Annette Diggs looks back at her student during a lesson at Stevens Pass. 📸: Adam J Sanders

As Black History Month comes to a close, we are spotlighting Annette Diggs, founder of EDGE Outdoors + ski instructor at Stevens Pass. We are honored to call Annette a teammate and are inspired by her vision + leadership as she makes snow sports more inclusive. Read about her inspiration, ultimately leading to the creation of EDGE Outdoors:


Coming from a redlined community, I grew up thinking that ski resorts were unattainable for people like me. Redlining is, by definition, discriminatory practices that deliberately avoid investment in Black and Brown communities based on racist ideas – these actions have historically, and presently, affected wealth-building and health equity in marginalized communities. I later learned that ski resorts were out of reach by design. Past discriminatory laws – including the Indian Removal Act, Jim Crow Laws, redlining, and segregation – have systematically expunged the presence of Black, Indigenous, and People of Color (BIPOC) from mountain spaces.

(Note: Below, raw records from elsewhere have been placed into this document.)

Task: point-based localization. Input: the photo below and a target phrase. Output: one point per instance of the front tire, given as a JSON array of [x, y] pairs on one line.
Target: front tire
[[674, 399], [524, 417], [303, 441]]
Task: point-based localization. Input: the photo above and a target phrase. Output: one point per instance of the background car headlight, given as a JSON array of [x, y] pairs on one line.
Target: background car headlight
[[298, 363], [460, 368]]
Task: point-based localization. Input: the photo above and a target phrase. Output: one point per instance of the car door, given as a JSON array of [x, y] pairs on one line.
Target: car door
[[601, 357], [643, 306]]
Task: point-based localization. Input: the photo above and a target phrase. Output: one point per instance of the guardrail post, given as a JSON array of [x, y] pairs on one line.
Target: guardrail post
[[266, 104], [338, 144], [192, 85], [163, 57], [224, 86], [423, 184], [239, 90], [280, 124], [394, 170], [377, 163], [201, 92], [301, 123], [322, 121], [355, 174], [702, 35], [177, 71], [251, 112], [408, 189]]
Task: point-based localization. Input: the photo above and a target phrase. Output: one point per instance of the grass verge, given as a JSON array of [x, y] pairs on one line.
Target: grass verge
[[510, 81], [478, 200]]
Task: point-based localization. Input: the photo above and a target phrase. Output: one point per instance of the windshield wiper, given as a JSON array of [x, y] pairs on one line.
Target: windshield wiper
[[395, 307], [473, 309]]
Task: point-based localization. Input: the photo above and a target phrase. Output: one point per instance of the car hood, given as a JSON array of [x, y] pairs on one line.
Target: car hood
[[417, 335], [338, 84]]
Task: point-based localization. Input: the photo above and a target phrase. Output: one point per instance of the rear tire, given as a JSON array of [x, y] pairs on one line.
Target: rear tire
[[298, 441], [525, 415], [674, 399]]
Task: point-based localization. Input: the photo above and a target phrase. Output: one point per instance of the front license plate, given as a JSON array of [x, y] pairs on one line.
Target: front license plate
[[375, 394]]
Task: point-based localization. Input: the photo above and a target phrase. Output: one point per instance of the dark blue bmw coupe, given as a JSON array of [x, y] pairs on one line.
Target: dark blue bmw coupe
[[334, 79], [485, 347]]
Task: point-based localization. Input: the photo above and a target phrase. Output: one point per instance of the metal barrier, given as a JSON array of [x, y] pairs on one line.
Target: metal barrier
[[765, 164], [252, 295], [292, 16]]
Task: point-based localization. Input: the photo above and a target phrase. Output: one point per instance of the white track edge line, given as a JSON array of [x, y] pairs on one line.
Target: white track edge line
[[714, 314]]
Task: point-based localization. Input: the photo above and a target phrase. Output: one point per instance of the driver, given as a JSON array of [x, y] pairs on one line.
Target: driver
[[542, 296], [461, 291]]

Whether you’re familiar with this dark history or not, you can see the evidence at any resort as clear as day. The lack of racial and ethnic diversity is obvious at the guest level and even more apparent in the low rates of BIPOC as certified PSIA-AASI instructors and staff. I faced this reality the first time I stepped into a pair of ski boots in my early 30s. As a Black woman on the ski hill, I did not see myself reflected, and my presence was noticed and scrutinized – not seen, which continues to this day. The redirection by others from a black run to a green run and the harmful coded language used to identify my Blackness all confirmed that my Black body was not an expected sight. I have been “othered” in every way you might imagine – which is why I decided to become a ski instructor and earn my PSIA-AASI certification.


As a PSIA-AASI certified instructor and recreational skier, I have witnessed and lived through the profound cascading effects of past discriminatory laws across a multitude of resorts. This inspired me to found EDGE Outdoors and change the narrative of who belongs on a ski hill – no one deserves to be told they’re “out of their element,” simply for riding a chairlift. EDGE Outdoors is a powerful snowsports initiative designed to address an overlooked segment of minority: Black, Indigenous, Women of Color (cis/trans/queer). Our mission is to attract and retain BIWOC/TWOC in snow sports by building a supportive community. Our vision is to bring more diversity to the slopes, bestow equity to women of color, and promote the normalization of Black and Brown bodies on the hill, all while encouraging these women to take positions on the mountain, especially as instructors.


Since day one, Stevens Pass’ leadership has stood behind my vision of equity, justice, and inclusion for marginalized communities in snow sports. As a mountain family, we have held courageous conversations and sat in the reality of the inherent inequity of our country and snow sports. I am immensely thankful for their support of my development and active engagement with EDGE Outdoors. It would be difficult to move mountains of inequity without them. We all have an obligation to the community and sport to elevate the historically excluded. I am overjoyed to be on this journey with Stevens Pass and our community.